= Takuji Yamashita =

Japanese civil rights activist (1874–1959)

Takuji Yamashita (山下 宅治, Yamashita Takuji) was a Japanese civil rights activist. In spite of social and legal barriers, he directly challenged three major barriers against Asians in the United States: citizenship, joining a profession, and owning land.

==Biography==
Yamashita was born in Yawatahama, Ehime, Shikoku, Japan. He immigrated to the United States in the 1890s and, aided by a photographic memory, graduated from Tacoma High School in two years before entering University of Washington law school's second graduating class. Yamashita graduated with a law degree from the University of Washington in 1902 and passed the state bar exam with distinction.

The Washington State Supreme Court, in processing his bar application, issued an order expressing "doubt whether a native of Japan is entitled under naturalization laws to admission to citizenship." Yamashita appealed the order, representing himself before the Washington Supreme Court. Despite Yamashita's 28-page brief having been described as being of "solid professional quality" and containing legal strategies that are "quite original,"
the Supreme Court's unanimous decision was that he was not eligible to be an American, and therefore could not practice law. This decision was overturned, posthumously, nearly 100 years later on March 1, 2001.

In 1922, Yamashita again entered legal waters when he appealed an alien land law prohibiting Asians from owning property. Washington's attorney general maintained that in order for Japanese people to fit in, their "marked physical characteristics" would have to be destroyed, that "the Negro, the Indian and the Chinaman" had already demonstrated assimilation was not possible for them. The U.S. Supreme Court heard the case Takuji Yamashita v. Hinkle, but affirmed the prohibition. Washington's Alien Land Law would not be repealed until 1966.

Afterwards, Yamashita managed restaurants and hotels in Seattle and Bremerton and an oyster business in Silverdale.

== Later Life and Post-Death ==
===Later life===

During World War Two, after the signing of Executive Order 9066, Yamashita and his family were forcibly moved to concentration camps. They were sent to Pinedale Assembly Center, Tule Lake, and finally Minidoka. Due to the restrictions placed on them in the camps, they were unable to work and therefore unable to pay off their expenses, resulting in the loss of their farm.

After the war, Yamashita returned to Seattle and lived with one of his daughters, where he worked as her housekeeper.

Along with his wife, Yamashita returned to Japan in 1957. He died in 1959, at the age of 84.

===Legislation enacted after death===

Multiple relevant articles of legislation were passed preceding and after Yamashita’s death, although they did not mention him or his work.

While Yamashita was still alive and in the United States, the Immigration Act of 1952 repealed remaining restrictions on Asian immigration. It decreed that each Asian nation was allowed at least 100 visas per year, and removed laws barring Asian immigrants from naturalizing.

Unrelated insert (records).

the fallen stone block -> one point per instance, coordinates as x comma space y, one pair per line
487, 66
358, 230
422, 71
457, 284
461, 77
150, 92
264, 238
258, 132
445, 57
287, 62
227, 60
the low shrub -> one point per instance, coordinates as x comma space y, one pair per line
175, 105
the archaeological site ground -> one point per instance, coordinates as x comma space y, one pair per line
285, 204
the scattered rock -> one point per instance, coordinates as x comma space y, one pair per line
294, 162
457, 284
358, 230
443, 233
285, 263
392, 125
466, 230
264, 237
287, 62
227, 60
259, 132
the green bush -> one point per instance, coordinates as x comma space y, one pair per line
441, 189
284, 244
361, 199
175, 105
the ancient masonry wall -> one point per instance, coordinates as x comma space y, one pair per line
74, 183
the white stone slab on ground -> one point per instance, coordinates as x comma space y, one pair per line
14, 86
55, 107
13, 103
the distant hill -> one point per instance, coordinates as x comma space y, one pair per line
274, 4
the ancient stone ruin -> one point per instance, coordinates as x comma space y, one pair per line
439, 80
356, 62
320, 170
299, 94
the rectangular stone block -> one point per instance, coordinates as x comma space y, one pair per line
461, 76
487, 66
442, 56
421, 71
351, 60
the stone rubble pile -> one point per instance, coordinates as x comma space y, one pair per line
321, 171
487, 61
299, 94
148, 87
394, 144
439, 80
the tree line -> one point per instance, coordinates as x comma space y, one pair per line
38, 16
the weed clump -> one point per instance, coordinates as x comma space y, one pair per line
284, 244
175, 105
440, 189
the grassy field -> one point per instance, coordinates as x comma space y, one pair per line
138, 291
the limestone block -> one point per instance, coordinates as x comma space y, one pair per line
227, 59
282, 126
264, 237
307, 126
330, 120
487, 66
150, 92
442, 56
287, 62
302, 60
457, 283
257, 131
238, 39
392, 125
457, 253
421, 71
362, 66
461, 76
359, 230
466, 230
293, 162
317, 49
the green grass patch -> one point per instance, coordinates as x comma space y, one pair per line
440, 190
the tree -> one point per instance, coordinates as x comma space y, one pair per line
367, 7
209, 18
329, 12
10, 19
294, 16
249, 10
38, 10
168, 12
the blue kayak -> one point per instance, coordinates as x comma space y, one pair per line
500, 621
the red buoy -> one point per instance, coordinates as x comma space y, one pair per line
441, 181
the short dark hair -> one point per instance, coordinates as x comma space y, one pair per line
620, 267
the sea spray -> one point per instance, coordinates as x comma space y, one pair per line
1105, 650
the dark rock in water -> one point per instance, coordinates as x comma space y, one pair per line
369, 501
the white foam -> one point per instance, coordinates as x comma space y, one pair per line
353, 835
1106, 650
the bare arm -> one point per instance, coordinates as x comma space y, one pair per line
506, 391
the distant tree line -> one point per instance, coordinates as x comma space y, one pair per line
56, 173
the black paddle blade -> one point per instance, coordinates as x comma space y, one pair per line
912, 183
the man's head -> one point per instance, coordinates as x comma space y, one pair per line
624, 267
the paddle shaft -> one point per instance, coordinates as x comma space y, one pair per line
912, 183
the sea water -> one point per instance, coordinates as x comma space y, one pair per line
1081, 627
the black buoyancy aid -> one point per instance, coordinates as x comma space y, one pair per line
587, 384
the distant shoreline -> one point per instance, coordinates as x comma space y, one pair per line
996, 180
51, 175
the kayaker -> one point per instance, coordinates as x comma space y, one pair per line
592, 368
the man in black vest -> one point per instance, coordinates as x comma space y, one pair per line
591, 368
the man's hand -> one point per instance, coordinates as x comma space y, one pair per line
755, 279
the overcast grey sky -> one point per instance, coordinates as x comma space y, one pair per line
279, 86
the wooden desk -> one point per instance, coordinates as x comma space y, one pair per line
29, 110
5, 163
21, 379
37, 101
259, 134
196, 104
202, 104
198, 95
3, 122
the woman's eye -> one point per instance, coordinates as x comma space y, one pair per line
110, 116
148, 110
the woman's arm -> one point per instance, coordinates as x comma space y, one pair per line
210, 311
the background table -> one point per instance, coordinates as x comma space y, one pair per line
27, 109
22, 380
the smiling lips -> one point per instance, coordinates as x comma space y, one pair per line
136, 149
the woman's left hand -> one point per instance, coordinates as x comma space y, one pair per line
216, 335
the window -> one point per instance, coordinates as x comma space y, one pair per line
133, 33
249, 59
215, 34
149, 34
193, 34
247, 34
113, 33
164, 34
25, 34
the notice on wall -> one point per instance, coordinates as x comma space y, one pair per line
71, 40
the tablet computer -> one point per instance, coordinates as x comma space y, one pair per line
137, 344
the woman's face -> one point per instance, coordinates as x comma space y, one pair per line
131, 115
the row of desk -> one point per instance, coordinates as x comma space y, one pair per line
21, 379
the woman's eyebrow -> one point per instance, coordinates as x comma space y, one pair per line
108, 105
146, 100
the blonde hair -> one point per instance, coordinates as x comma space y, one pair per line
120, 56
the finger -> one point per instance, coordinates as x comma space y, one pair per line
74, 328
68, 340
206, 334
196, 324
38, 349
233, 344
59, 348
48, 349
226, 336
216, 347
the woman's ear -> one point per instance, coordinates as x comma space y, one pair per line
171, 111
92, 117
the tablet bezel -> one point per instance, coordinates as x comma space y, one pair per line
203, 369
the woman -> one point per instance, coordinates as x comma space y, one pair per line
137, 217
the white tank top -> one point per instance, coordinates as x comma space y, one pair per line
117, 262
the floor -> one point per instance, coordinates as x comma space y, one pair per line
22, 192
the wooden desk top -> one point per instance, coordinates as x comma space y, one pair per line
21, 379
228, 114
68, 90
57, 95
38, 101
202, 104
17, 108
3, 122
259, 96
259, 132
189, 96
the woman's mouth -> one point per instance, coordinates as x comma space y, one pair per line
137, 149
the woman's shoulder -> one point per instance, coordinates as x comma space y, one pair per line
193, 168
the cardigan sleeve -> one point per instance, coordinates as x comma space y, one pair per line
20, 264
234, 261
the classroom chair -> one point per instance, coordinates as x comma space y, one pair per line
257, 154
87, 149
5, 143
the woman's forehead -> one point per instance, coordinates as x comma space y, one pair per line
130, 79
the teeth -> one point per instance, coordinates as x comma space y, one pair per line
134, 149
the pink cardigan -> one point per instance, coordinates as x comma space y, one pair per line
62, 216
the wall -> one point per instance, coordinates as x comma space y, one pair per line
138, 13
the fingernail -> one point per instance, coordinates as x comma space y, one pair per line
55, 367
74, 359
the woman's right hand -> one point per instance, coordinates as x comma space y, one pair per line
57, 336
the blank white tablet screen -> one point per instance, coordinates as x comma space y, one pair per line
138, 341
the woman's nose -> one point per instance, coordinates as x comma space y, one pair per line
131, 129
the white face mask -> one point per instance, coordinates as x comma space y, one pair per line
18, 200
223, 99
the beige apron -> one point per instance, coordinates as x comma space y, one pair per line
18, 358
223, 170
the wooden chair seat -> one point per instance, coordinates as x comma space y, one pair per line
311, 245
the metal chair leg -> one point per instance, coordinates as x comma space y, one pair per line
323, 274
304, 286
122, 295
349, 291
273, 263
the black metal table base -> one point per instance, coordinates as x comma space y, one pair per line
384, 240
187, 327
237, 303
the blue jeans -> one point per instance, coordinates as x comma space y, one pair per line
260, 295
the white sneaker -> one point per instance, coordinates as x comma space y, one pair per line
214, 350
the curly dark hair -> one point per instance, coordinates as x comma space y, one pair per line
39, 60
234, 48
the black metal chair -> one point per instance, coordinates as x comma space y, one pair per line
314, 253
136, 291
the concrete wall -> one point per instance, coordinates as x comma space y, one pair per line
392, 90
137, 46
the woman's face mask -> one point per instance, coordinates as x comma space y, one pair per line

In 1965, the U.S. government approved the Immigration and Nationality Act, also known as the Hart-Celler Act. The new law, created to reduce discrimination, abolished immigration quotas for immigration from all countries.

In 1966, Washington repealed its Alien Land Law. This allowed non-citizens to buy, sell, and mortgage land and property in Washington with the same rights as citizens. It also allowed non-citizens to–following their death–have their property transferred to their descendants.

In 1973, the U.S. Supreme Court ruled on Re Griffiths, 413 U.S. 717. The case stemmed from the state of Connecticut’s ban of non-citizens taking the Connecticut bar examination. The court ruled that this ban violated the Equal Protection Clause of the Fourteenth Amendment. They wrote, “Classifications based on alienage, being inherently suspect, are subject to close judicial scrutiny, and here the State through appellee bar committee has not met its burden of showing the classification to have been necessary to vindicate the State's undoubted interest in maintaining high professional standards”.

===Honors and acknowledgements===

In 2001, approximately forty-two years after his death, Yamashita received the honors he had desired in his twenties and thirties: the Washington Supreme Court posthumously admitted him to the bar. Speaking about Yamashita, Chief Justice Gerry Alexander said, “He believed in the American dream, maybe more than a lot of Americans did at the time… He is a pioneer of civil rights”. Yamashita's descendants flew from "both sides of the Pacific" to attend the accompanying ceremony.

The Asian Bar Association of Washington created a scholarship program for aspiring law students of Asian descent, with multiple scholarships being awarded each year.